Deadlock: A situation in which two or more processes are unable to proceed because each is waiting for one the others to do something.

For example, consider two processes, P1 and P2, and two resources, R1 and R2. Suppose that each process needs access to both resources to perform part of its function. Then it is possible to have the following situation: the OS assigns R1 to P2, and R2 to P1. Each process is waiting for one of the two resources. Neither will release the resource that it already owns until it has acquired the other resource and performed the function requiring both resources. The two processes are deadlocked

Livelock: A situation in which two or more processes continuously change their states in response to changes in the other process(es) without doing any useful work:

For example , consider two processes each waiting for a resource the other has but waiting in a non-blocking manner. When each learns they cannot continue they release their held resource and sleep for some times, then they retrieve their original resource followed by trying to the resource the other process held, then left, then reacquired. Since both processes are trying to cope (just badly), this is a livelock.

Starvation: A situation in which a runnable process is overlooked indefinitely by the scheduler; although it is able to proceed, it is never chosen.

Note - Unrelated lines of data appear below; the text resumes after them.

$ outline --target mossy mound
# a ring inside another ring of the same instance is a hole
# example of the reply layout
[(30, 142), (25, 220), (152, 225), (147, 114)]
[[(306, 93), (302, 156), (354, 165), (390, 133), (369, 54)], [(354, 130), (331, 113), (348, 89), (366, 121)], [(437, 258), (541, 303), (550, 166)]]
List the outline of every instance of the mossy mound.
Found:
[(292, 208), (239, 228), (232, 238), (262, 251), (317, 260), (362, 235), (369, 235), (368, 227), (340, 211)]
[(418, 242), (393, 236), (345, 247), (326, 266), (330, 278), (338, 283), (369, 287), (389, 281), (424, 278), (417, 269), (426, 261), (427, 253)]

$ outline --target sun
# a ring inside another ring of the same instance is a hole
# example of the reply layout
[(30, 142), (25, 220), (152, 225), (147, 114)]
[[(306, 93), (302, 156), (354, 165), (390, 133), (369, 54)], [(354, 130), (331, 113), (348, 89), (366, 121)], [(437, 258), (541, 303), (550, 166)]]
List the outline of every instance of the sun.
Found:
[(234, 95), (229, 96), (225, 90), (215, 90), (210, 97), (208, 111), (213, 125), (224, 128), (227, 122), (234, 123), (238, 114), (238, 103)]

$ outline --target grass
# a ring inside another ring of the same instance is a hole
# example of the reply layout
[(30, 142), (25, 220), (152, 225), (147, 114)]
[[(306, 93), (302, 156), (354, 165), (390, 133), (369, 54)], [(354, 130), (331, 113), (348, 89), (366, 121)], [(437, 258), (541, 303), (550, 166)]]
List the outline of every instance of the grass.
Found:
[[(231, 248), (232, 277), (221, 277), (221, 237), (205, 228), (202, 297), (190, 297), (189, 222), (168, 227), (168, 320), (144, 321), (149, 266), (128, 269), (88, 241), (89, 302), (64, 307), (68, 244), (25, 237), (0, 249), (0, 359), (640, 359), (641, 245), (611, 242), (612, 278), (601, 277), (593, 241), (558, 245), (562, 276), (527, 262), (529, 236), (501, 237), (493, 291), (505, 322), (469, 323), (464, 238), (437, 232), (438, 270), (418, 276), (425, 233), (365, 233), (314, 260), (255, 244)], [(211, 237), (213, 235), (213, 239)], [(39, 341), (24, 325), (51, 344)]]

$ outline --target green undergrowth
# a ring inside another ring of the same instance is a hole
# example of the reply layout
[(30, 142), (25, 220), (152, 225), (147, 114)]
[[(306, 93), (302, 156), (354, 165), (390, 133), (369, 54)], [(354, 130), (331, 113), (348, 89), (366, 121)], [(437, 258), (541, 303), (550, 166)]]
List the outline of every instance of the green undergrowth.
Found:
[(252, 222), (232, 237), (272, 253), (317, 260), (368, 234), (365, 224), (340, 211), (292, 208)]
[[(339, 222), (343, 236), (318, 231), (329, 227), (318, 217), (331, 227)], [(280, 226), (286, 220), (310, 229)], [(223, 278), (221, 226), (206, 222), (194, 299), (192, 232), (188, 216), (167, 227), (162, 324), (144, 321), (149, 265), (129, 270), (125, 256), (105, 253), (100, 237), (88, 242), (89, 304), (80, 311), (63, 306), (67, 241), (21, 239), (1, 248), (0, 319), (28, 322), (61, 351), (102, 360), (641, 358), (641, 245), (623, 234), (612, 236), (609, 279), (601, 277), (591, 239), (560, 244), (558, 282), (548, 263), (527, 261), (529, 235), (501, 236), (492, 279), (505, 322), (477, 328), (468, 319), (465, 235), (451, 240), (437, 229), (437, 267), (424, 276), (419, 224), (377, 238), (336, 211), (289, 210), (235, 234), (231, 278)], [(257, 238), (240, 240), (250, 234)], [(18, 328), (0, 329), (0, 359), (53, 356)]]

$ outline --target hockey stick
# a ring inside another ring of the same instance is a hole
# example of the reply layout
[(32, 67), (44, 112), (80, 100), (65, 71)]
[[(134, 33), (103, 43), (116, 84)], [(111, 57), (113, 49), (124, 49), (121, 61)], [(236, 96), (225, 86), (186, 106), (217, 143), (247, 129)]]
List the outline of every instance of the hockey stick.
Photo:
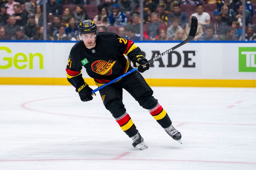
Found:
[[(189, 31), (189, 33), (188, 35), (188, 36), (187, 38), (187, 39), (183, 41), (181, 43), (180, 43), (178, 45), (176, 45), (172, 47), (171, 48), (170, 48), (170, 49), (167, 50), (163, 53), (160, 54), (159, 55), (158, 55), (157, 56), (156, 56), (153, 58), (148, 60), (148, 63), (147, 64), (149, 64), (150, 63), (152, 63), (153, 61), (156, 60), (158, 59), (161, 58), (164, 55), (167, 54), (169, 53), (172, 52), (173, 50), (178, 48), (180, 47), (181, 46), (182, 46), (186, 44), (186, 43), (192, 40), (193, 40), (195, 36), (196, 36), (196, 30), (197, 29), (197, 18), (196, 18), (196, 17), (195, 16), (192, 16), (192, 18), (191, 18), (191, 26), (190, 26), (190, 31)], [(104, 87), (105, 87), (108, 85), (110, 84), (112, 84), (114, 82), (116, 81), (117, 80), (120, 80), (120, 79), (126, 76), (127, 75), (130, 74), (132, 72), (136, 71), (138, 69), (138, 67), (135, 67), (134, 69), (133, 69), (132, 70), (128, 71), (127, 72), (125, 73), (123, 75), (120, 76), (118, 77), (118, 78), (116, 78), (114, 80), (110, 81), (109, 82), (101, 86), (98, 87), (97, 89), (96, 89), (92, 92), (92, 94), (93, 94), (93, 93), (95, 93), (97, 91), (99, 91), (102, 88)]]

For example , consider three processes (P1, P2, P3) each require periodic access to resource R. Consider the situation in which P1 is in possession of the resource, and both P2 and P3 are delayed, waiting for that resource. When P1 exits its critical section, either P2 or P3 should be allowed access to R. Assume that the OS grants access to P3 and that P1 again requires access before P3 completes its critical section. If the OS grants access to P1 after P3 has finished, and subsequently alternately grants access to P1 and P3, then P2 may indefinitely be denied access to the resource, even though there is no deadlock situation.